Consumer Discretionary is testing those highs as well. If "this is it", then I would expect Tech and Discretionary to lead the way higher. If "this is not it", then expect these to fail up here. These are the leadership groups, without question.
When we look at the rest of the biggest sectors in America, they Don't look like these above. They are not testing and/or breaking out above former highs. In fact, they're no where near last year's highs. Look at Financials:
Industrials are still well below those highs:
Energy is the worst of all of them:
We take a weight of the evidence approach. We also try and focus more on individual stocks themselves than the overall market. While it's important to put things into context, there have been, and continue to be, opportunities at the individual stock level. If you don't like banks, don't buy banks. If you like Tech, buy Tech, sort of mentality.
So what's the risk here? For me the biggest risk is all out failure up here from the leaders. If we see Semi's start to fall back below the March 2018 highs, and even worse fall below 1430, things can really get hairy for the overall market.
I think that the lack of participation by most of the market sets up this risk factor that we need to take into account. We do not want to be aggressively long in that scenario. That would create a similar sort of setup as what we saw in early October.

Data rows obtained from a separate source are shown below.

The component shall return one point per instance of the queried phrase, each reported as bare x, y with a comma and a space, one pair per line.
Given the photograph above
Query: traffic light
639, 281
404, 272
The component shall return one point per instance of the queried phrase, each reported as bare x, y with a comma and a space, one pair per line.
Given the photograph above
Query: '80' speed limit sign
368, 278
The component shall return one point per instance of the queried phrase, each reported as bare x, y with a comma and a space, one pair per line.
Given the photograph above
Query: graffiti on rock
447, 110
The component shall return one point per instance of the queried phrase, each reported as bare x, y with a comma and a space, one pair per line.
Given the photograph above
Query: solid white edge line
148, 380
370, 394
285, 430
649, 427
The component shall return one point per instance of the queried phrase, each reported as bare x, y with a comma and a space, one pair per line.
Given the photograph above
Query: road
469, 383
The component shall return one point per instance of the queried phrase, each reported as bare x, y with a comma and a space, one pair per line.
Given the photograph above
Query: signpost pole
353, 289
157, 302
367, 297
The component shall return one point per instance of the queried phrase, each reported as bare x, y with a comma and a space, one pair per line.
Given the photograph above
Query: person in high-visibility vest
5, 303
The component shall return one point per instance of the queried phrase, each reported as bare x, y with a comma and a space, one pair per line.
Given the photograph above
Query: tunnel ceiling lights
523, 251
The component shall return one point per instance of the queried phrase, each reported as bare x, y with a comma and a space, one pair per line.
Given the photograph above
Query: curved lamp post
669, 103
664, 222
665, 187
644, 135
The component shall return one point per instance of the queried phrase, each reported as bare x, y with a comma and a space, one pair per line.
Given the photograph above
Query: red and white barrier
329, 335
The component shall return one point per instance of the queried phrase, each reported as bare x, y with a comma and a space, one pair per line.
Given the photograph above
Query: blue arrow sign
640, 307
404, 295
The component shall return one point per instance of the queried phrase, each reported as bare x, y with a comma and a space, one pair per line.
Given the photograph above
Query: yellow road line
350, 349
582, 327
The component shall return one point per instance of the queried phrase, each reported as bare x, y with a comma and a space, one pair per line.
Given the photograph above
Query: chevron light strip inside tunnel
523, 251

Maybe not to such an extreme, but downside risk nonetheless.
It's messy out there. I think there are good setups where the risk is very well-defined and the reward is exponentially greater. That's all we can really ask for. There are good charts and bad ones short-term. But there are huge bases everywhere long-term that we should not forget about.
So to answer the first question about the S&P500 - Is this a new breakout or just another failure? How about neither? I think we likely keep chopping around a bit in the indexes, presenting more opportunities at the individual stock level. How about that? Is that a cop-out answer? Maybe, but that's how I feel.